Un profession "fourre-tout"
"Cette profession d’auxiliaire permet le fourre-tout", regrette Hervé Street. Le SNTL peut compter sur le soutien de TLF, représenté lors de l’AG par Claude Blot. "Vous n’êtes pas seuls dans ces combats", a assuré le vice-président de TLF. Mais pour se protéger, il faut accepter d’être plus réglementé. "L’accepterez-vous ? C’est à vous de situer la jauge", interroge Claude Blot.
Le dilemme a fait ressurgir l’épineuse question du chronotachygraphe, de longue date sous-jacente dans l’univers des véhicules de - 3,5 t. La perspective est d’autant plus crédible que neuf États membres de l’UE poussent pour l’application du "paquet routier" et le renforcement des contrôles visant l’ensemble des véhicules de transport (VL et PL). Il est un moyen de lutter contre le cabotage illégal, le dumping social et la concurrence déloyale. "Le SNTL a toujours été opposé au principe du chronotachygraphe. Mais si le transport léger devait s’y conformer, il faudra alors inclure tous les comptes propres. Il ne peut y avoir deux poids, deux mesures", assure le président.
Contrat-type sous-traitance
Dans ce dédale juridique, le poids grandissant des auto-entrepreneurs n’est pas le moins discutable. Les deux représentants de la DRIEA (Direction régionale et interdépartement) Ile-de-France, Didier Beaurin et Moussa Belouassaa, ont rappelé la règle. Ayant à l’origine pour vocation de définir un régime fiscal, le statut du micro-entrepreneur a acquis désormais une nature juridique. Ce qui permet de s’inscrire au registre du commerce et donc au registre des transporteurs, ouvrant droit à licence.
"Mais les obligations de capacité financière et de niveau de fonds propres obligent à abandonner ce statut du micro-entrepreneur pour aller vers celui de l’entreprise", a souligné la DRIEA, en charge de vérifier la qualité et d’assurer la mise à jour du registre des transporteurs.
Concernant la sous-traitance, le dossier du contrat-type modifié avance à petits pas, en liaison avec la FNTR. Le délai de préavis, quand il y a rupture du contrat due au donneur d’ordre, pourrait être de quatre mois au-delà de trois ans de relations commerciales, augmenté d’une semaine par année supplémentaire et plafonné à six mois. La mise en application est attendue en janvier 2018, avec d’autant plus d’impatience que les juges, en cas de litige, font largement référence au contrat-type sous-traitance pour prendre leur décision.

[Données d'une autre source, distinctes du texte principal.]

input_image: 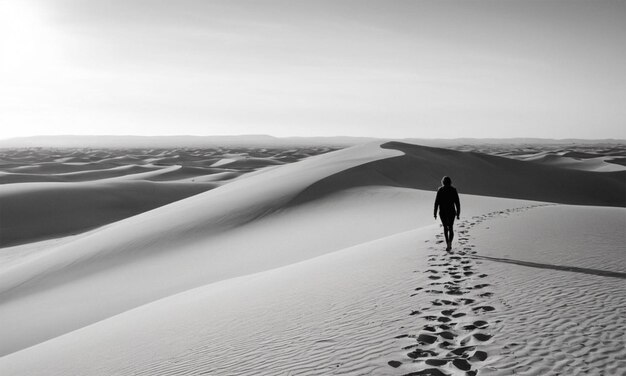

Rappelons que nombre d’entreprises dans le transport léger sont sous-traitantes pour de grands groupes de messagerie et des expressistes.
(1) deux vice-présidents, Amaury de Turckheim (métiers du transport léger) et Bruno Neveu (métiers de la course), François Quillerier (trésorier), Jérôme Clastre (secrétaire général) et dix administrateurs.